The Gilroy High School Chamber Singers and Christopher High School Chamber Choir debuted a world premiere choral work, “May Our Eyes Remain Open” by American composer Dr. Giselle Wyers on Monday, Dec. 9, with a second performance Dec. 10.
Both 7:30pm performances were at the Gilroy High School Student Center, as part of Gilroy’s winter choral concert
The schools’ choirs had commissioned Wyers, a University of Washington choral composer and professor and a UC Santa Cruz graduate, to create a new composition for mixed chorus and piano in the wake of the shootings at the Gilroy Garlic Festival.
Choir directors Jonathan Souza of Gilroy and Kira Dixon of Christopher High School worked closely with Wyers to bring this composition to life, according to the district.
“Following the shootings at the 2019 Gilroy Garlic Festival, Mr. Souza and Miss Dixon collaborated with Dr. Wyers to create an anthem of hope, compassion and honesty,” the school district said in an announcement released Dec. 9. “A great number of the Gilroy and Christopher High School Choir and booster club members were volunteering at the Gilroy Garlic Festival on July 28.”
Wyers said, “I wrote this work for Gilroy High School and Christopher High School’s choirs shortly after the tragic Gilroy Garlic Festival shooting, an event attended by many local students as they were working for their booster programs as part of annual fundraising efforts.
“Imagine the shock and fear everyone felt, on a random day in July when they had expected to just be together, make some food for festival participants and enjoy the sunny weather,” she wrote.
“Unfortunately, this is too common an occurrence in American today, and my composition is only one of many written to commemorate losses from mass shootings. I thought long and hard, and collaborated closely with one of the commissioning choir’s directors, Jon Souza, before choosing the text,” Wyers wrote.
She said the text of the work “chooses hope, truth and honesty over fear, cynicism and the shame of ‘survival guilt.’”

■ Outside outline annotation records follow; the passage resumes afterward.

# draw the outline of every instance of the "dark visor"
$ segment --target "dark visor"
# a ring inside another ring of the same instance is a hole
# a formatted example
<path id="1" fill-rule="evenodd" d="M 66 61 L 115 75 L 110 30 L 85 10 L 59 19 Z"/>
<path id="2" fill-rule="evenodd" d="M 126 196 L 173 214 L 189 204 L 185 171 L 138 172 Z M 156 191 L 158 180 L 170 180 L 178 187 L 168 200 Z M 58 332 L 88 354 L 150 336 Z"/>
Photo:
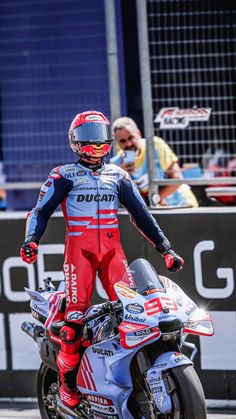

The text, she wrote, asks people to “transform poison” by finding “the gift of the fire burning in our being…even in the face of tragedy” and to accept “the greatness of our sorrow and not run from its touch or its flame.”
“Finally, it asks us to remember who we really are, even when pain and loss inevitably changes us,” Wyers wrote.
“To set the scene for this poetic journey, I chose a rocking, almost poetic motive in the piano which represents the ‘happy sad’ quality of life,” the composer said. “There are moments of poignant dissonance in the voices, but I also chose to utilize rhythms and chords from classic rock, bringing an almost anthem-like feel to the center of the piece, as the singers search for strength, meaning and hope.
“It is my sincere hope that listening to this work will allow a framework for the listener to contemplate and hope for a better world. Let us all set our intentions to work for a day when we are safer from random violence and more able to live in peace, even amid life’s inevitable challenges.”